Xin Xu is a senior scientist and the director of pharmacokinetics (PK) in the Therapeutics Development Branch of the Division of Pre-Clinical Innovation at NCATS. In this role, she oversees absorption, distribution, metabolism and excretion (ADME) studies for projects administered through NCATS’ Therapeutics for Rare and Neglected Diseases program. She also provides advice about NCATS’ Bridging Interventional Development Gaps projects. Xu has more than 20 years of industrial experience in the nonclinical drug metabolism and pharmacokinetics (DMPK) research field. She was the PK representative for three Merck products: Singulair (montelukast sodium), Cancidas (caspofungin acetate) and Invanz (ertapenem sodium). She also contributed to the filing of Infuse (rhBMP-2) and Enbrel (anti-TNF-alpha Fc fusion protein) at Genetics Institute/Wyeth. Xu has extensive experience in investigational new drug filings of novel therapeutics, ranging from small molecules to biologics, such as monoclonal antibodies, nanobodies and protein-drug conjugates.
Xu obtained her B.Sc. from the School of Pharmacy, Peking University Health Science Center, Beijing, China. She earned her Ph.D. in PK from the Faculty of Pharmacy, University of Toronto, where she also completed her postdoctoral training in controlled release formulations. Xi has authored over 200 publications — including both journal papers and book chapters, as well as conference presentations and abstracts — and is the co-inventor on five patents.

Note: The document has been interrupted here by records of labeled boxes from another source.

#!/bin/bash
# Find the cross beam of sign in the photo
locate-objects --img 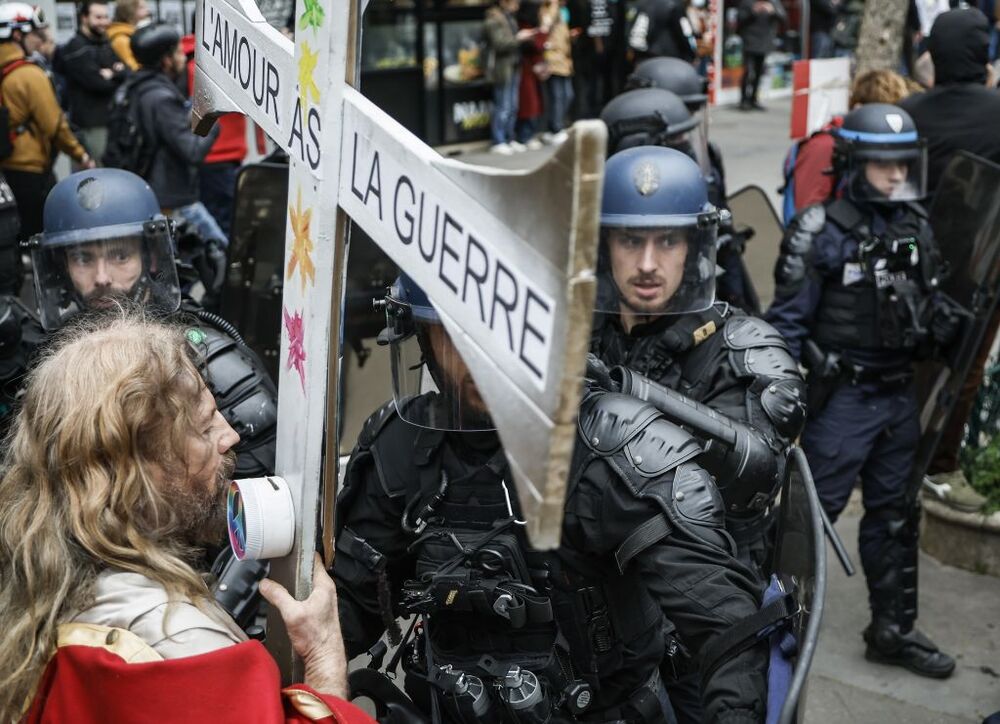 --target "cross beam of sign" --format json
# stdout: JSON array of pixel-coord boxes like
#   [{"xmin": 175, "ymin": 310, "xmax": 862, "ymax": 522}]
[{"xmin": 193, "ymin": 0, "xmax": 605, "ymax": 679}]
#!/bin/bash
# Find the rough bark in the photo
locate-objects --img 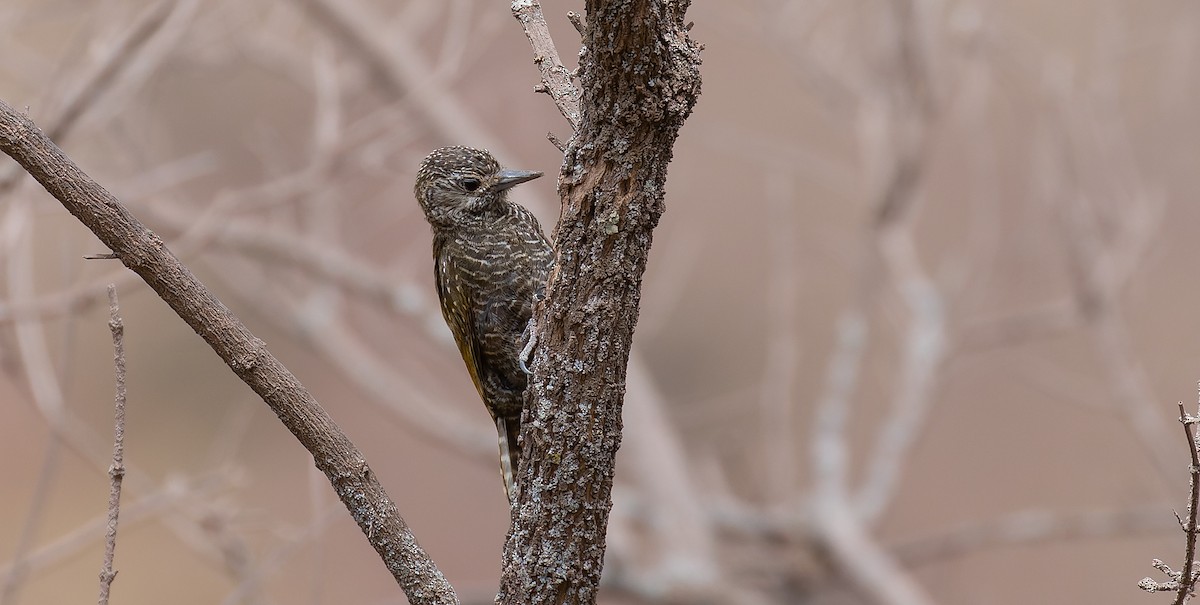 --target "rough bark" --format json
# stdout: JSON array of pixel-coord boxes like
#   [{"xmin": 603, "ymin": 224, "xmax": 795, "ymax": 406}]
[
  {"xmin": 0, "ymin": 101, "xmax": 458, "ymax": 605},
  {"xmin": 498, "ymin": 0, "xmax": 701, "ymax": 604}
]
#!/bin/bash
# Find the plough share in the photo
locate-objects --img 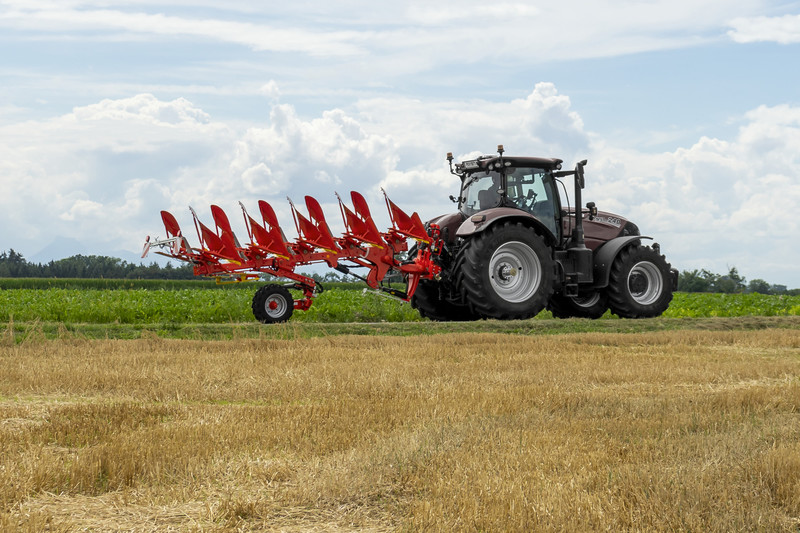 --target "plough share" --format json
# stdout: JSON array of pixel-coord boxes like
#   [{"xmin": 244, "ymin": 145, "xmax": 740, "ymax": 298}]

PK plays a critical role in the drug discovery and development process. The key objective of the DMPK group within the Therapeutics Development Branch is to use the PK concept effectively in structure optimization, lead selection, pivotal study design for efficacy and safety evaluations, and dose regimen forecast for human clinical trials. Scientists in the DMPK group will discover and implement new techniques and approaches for ADME studies. The DMPK group will also act as a driver in introducing translational science to PK and efficacy studies, recommending rationalized use of animal models for human drug tests and bridging gaps between in vitro and in vivo studies.
In addition, the group will be an experimental hub that, even with limited resources, will blend pharmacodynamics and toxicity evaluations of new drug candidates together with traditional ADME studies in a creative way. The DMPK group will also actively seek input and feedback from the Food and Drug Administration in conducting essential studies for Therapeutics Development Branch drug candidates.